The party identified its “shortcomings” in West Bengal which are related to politics, organisation and (state) government.
“Re-forging links with people” by countering the “vilification campaign” of the “reactionary forces” led by “prime enemy” the Trinamool Congress was the panacea that the ECC recommended for the West Bengal unit.
That the CPM is certainly worried about the prospects of losing power after three-and-a-half decades has been reflected in the statements of both Prakash Karat and his politburo colleague Sitaram Yechury, who could not emphatically express confidence over their winning prospects.
“Losing elections is not unnatural. We never look at electoral gains,” Mr Karat maintained while Mr Yechury did not want to “presume” the outcome of West Bengal polls in 2011.
As usual, the 24-page political resolution, adopted by the ECC, was full of rhetoric. Opposing the “neo-liberal economic policies”, fighting the “communal forces”,
combating the Maoists who it feels have “degenerated into anarchic violence”, breaking the “strategic alliance” between India and the US and “stepping up the struggles” for the cause of the common people are the salient features of the political resolution.

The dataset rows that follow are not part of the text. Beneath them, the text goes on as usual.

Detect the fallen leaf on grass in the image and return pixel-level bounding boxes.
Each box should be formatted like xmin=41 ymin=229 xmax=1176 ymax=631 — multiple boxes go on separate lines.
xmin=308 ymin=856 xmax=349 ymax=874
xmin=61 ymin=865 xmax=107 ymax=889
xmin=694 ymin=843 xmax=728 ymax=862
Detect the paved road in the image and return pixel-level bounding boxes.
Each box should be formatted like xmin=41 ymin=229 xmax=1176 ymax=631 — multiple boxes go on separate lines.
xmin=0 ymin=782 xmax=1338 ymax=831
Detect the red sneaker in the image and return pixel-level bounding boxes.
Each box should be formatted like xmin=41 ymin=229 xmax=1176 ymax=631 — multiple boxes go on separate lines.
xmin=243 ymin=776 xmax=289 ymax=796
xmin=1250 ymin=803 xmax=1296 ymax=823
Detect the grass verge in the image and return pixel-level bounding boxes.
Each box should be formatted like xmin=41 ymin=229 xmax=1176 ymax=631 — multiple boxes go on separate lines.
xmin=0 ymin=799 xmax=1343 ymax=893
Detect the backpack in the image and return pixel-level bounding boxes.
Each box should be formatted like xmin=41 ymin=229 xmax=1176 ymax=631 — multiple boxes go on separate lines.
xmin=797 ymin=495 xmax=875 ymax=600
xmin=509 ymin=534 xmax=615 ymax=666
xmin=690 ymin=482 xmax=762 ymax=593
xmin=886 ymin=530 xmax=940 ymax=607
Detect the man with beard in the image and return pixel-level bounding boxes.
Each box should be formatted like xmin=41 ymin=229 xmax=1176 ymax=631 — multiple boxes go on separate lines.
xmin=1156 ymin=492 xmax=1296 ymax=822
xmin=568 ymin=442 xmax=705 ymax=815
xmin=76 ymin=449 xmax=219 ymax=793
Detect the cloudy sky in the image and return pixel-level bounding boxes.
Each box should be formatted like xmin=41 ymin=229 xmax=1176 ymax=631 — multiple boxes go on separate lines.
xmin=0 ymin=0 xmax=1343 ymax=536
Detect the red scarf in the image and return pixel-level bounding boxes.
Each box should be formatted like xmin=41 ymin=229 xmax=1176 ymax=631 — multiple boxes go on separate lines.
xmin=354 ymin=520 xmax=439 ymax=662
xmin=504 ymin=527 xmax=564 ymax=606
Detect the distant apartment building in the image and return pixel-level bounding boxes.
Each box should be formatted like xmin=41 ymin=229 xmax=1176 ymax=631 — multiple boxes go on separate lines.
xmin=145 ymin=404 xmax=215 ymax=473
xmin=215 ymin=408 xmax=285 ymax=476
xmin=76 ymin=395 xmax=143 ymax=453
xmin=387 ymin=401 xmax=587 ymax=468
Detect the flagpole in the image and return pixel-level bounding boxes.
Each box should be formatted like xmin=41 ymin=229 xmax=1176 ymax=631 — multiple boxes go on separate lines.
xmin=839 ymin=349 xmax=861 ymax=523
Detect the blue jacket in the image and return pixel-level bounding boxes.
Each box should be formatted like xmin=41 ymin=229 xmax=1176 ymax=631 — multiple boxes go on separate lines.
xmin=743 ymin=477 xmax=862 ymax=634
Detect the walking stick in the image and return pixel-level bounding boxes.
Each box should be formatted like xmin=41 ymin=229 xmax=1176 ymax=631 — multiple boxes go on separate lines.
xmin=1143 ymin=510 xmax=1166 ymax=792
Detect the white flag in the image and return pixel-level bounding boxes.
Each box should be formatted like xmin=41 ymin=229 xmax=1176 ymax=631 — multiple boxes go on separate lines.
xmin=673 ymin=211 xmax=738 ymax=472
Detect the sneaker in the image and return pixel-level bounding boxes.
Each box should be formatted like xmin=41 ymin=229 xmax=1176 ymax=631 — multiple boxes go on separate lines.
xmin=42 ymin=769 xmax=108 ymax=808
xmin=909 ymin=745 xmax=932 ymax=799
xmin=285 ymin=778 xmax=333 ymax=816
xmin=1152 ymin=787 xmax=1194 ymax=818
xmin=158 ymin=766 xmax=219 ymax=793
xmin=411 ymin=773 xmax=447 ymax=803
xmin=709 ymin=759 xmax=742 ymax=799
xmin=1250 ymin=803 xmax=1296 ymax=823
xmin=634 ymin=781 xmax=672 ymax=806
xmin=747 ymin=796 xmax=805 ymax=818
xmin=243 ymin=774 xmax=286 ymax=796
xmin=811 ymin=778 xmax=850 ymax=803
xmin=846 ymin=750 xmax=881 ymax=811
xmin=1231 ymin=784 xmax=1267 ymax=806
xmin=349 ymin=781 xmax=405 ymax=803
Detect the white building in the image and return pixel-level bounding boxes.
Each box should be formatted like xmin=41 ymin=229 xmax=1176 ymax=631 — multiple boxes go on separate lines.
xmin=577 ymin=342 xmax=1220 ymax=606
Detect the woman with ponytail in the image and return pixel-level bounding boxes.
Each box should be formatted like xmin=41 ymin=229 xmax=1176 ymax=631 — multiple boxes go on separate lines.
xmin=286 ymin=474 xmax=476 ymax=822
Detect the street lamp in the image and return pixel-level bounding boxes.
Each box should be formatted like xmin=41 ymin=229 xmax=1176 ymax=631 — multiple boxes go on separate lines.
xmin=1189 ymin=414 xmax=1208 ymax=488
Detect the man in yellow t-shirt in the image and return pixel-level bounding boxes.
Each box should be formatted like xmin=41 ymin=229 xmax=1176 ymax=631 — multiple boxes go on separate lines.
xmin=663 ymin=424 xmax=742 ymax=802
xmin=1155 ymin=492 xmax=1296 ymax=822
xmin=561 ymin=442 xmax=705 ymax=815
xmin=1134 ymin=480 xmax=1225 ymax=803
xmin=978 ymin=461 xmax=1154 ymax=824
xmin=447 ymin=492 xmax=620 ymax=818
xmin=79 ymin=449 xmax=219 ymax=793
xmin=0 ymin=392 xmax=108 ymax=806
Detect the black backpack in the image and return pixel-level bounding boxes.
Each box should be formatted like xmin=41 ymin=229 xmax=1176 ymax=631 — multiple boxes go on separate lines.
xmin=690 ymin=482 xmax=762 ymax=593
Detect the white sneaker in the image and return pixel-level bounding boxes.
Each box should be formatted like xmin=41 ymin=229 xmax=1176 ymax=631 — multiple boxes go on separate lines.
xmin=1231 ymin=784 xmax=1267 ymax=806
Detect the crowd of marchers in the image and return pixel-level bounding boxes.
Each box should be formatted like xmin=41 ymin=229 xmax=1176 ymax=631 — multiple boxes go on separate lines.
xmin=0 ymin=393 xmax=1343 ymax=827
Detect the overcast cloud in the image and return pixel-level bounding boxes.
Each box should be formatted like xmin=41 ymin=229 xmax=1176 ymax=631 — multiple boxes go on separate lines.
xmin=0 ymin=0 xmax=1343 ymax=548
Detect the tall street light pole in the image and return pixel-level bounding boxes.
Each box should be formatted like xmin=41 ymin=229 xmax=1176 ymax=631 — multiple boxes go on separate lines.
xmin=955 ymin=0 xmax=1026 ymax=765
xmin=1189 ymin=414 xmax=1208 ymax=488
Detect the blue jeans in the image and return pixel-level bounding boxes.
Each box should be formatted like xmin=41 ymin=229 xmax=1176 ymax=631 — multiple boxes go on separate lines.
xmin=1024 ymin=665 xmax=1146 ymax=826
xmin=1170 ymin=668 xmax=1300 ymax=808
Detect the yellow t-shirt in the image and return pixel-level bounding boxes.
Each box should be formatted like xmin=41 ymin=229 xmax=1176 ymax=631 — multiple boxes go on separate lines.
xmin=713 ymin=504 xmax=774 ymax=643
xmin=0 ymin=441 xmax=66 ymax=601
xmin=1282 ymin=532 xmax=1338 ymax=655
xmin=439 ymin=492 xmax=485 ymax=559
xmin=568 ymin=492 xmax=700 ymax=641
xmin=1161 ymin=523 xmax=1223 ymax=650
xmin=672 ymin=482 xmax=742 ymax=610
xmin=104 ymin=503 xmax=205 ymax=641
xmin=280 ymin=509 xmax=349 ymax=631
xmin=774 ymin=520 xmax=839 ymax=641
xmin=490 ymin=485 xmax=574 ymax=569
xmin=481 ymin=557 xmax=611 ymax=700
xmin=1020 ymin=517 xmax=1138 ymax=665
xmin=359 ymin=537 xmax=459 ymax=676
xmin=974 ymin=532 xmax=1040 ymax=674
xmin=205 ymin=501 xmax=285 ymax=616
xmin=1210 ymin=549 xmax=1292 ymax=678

Of course, numerous other issues like the international political situation, global economic crisis, climate change, electoral reforms, Centre-state relations, the situation in Jammu and Kashmir, the demand for Telangana and other separate states, “nexus” of big businesses and politics, the prejudicial role being played by the “corporate media”, the “attitude” of regional parties and Left unity also found mention in the political resolution.
The ECC listed 11 “tasks” for the party to regain lost ground with “struggles” on all issues as the central theme. “We discussed the West Bengal and Kerala issues in great detail for two days.

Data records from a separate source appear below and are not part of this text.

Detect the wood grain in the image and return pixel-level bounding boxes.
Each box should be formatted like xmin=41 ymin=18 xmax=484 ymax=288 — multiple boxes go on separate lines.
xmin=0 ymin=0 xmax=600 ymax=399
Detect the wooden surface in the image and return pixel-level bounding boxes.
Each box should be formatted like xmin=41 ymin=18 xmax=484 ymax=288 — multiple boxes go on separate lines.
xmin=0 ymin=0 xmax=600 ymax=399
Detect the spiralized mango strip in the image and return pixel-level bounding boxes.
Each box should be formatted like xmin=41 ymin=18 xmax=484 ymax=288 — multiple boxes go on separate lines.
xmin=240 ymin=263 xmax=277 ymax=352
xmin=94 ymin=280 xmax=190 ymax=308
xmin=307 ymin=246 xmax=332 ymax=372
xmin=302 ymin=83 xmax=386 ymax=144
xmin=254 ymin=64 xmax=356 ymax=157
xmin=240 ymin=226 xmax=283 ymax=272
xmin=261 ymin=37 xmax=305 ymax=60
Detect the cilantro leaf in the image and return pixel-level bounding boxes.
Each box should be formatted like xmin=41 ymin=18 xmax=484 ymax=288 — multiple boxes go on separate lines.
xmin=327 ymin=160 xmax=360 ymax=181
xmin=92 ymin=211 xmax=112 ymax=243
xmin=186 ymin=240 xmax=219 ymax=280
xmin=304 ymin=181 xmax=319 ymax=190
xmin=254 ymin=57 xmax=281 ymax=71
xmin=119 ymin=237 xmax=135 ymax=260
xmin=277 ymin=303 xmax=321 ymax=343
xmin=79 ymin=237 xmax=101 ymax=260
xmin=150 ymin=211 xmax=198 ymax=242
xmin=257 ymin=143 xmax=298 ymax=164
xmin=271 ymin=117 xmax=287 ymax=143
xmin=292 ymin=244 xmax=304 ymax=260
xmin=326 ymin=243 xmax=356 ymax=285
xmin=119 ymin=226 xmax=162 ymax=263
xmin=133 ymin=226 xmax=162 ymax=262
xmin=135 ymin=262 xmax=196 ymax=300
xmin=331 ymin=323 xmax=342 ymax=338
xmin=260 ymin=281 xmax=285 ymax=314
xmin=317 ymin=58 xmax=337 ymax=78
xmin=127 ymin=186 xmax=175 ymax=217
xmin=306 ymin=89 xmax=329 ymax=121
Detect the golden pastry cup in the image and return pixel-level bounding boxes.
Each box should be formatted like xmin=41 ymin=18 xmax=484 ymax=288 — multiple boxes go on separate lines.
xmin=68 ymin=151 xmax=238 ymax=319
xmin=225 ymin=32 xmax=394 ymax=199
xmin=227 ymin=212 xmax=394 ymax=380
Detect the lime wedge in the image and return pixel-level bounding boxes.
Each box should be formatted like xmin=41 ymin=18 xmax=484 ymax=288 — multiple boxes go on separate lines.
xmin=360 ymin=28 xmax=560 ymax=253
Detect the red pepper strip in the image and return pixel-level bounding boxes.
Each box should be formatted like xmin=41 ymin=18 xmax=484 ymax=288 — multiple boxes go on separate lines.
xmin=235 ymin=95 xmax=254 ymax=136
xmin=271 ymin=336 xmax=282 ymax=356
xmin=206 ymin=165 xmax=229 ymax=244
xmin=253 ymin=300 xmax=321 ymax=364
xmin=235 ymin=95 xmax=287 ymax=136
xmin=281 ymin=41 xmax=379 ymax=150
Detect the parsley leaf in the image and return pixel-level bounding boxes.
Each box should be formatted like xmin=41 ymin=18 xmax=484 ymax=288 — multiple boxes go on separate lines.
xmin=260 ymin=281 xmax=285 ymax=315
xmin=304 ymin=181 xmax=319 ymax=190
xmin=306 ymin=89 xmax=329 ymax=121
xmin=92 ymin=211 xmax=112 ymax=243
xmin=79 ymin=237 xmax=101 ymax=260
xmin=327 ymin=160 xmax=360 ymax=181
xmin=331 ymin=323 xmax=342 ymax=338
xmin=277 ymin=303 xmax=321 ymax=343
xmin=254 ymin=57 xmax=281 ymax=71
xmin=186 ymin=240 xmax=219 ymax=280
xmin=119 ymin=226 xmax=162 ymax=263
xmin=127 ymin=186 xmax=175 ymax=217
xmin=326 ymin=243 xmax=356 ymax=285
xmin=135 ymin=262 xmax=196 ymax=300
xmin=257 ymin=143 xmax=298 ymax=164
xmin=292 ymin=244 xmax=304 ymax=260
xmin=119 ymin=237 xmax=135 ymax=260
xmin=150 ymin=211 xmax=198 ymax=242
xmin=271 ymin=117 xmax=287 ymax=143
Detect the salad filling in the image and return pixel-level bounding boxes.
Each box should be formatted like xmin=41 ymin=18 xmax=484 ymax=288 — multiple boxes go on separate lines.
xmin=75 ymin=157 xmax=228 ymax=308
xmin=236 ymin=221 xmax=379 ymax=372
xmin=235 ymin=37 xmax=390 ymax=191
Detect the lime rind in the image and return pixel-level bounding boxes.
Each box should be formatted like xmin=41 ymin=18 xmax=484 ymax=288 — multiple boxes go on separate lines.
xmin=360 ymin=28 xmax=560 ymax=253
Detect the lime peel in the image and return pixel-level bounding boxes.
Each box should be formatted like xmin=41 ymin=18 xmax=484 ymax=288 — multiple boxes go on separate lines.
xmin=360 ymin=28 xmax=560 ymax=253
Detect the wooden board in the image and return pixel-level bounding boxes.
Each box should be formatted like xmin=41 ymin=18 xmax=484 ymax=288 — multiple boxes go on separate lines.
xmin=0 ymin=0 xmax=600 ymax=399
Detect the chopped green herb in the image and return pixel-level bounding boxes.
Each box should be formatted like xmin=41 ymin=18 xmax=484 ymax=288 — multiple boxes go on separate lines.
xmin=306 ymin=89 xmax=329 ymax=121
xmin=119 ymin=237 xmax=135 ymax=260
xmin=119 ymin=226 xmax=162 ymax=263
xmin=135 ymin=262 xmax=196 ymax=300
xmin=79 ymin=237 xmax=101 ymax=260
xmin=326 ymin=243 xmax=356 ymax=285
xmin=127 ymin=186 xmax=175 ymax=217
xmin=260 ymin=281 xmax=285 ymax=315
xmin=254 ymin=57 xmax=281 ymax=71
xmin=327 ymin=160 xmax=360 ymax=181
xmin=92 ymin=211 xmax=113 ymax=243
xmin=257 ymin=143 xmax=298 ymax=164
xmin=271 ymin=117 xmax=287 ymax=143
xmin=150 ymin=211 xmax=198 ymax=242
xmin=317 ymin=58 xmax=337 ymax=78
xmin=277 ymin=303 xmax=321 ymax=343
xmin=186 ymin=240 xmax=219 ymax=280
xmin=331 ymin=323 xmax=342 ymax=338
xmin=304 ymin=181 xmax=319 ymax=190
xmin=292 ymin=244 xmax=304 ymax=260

The UPA government's policies and our course of action were also elaborately discussed but most other issues only found general reference,” a senior member of the Central Committee pointed out.
By and large, the CPM feels, the ECC meeting was a success. Incidentally, it was for the first time in the party’s history that such a meeting had been called as the CPM’s national Congress, slated for March 2011, could not be held because of the impending elections in West Bengal and Kerala.